Can a 32 bit GCC running on a 64 bit Intel be made to emit SSE SIMD instructions automatically?

what is given, unchangeably, is a 32 bit GNU/Linux
on 64 bit Intel hardware with SSE3.
The systems have a 32 bit GCC (from the OS distribution),
4.6.1 or 4.6.3. Some things are in C, others are in Ada.

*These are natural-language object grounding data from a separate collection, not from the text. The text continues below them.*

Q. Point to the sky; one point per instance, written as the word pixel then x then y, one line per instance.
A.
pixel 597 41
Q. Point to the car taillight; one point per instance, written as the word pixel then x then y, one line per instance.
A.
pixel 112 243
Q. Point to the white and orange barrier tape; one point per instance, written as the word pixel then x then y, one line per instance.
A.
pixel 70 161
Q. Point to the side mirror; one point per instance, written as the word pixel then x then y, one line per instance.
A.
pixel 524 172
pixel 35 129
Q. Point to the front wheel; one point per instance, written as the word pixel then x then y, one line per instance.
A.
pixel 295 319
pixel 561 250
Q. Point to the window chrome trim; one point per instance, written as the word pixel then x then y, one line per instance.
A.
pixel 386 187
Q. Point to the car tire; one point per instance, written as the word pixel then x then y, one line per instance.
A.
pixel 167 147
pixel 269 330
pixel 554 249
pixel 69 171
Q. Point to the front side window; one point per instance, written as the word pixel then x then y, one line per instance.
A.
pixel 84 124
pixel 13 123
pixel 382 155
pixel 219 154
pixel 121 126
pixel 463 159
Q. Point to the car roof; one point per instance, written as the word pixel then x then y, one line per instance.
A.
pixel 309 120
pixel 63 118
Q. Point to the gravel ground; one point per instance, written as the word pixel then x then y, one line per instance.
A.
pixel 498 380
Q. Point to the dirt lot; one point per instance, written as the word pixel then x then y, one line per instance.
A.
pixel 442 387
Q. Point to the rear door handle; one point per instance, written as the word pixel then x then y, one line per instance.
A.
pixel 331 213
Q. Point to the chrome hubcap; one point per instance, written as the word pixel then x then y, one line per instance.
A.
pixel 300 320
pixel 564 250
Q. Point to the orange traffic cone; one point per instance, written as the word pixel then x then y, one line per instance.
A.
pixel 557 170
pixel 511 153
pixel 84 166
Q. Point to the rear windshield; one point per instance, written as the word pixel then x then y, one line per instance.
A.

I am targeting a function like the one below (semi-pseudocode)
and try to have GCC automatically generate SSE SIMD instructions
such as mulpd, or divpd for the above system. Automatically meaning
*without* importing builtins/intrinsics, explicitly or via #include.
This works just fine using attributes when everything
is 64 bits, using -O3 -msse3 -mfpmath=sse.
I cannot get it to work at all when OS and GCC are 32 bit.
(Using intrinsics explicitly does work, sort of, but that's
beside the point, if I may say so.)

So, is there any way to make a 32 bit GCC emit mulpd and
the like automatically (and correctly), without explicitly
calling built-ins, like there is when everything is 64 bits?
(Maybe: Does the vectorizer, if applicable, recognize that
it may assume presence of suitable hardware and act

VECTOR f(double a, double b, double c, double d)
  return (VECTOR) { a OP c, b OP d };

(VECTOR is an array of two 64 bit FPT components,
in all GCC languages I have tried. It works nicely, as said,
with 64 bit compilers.)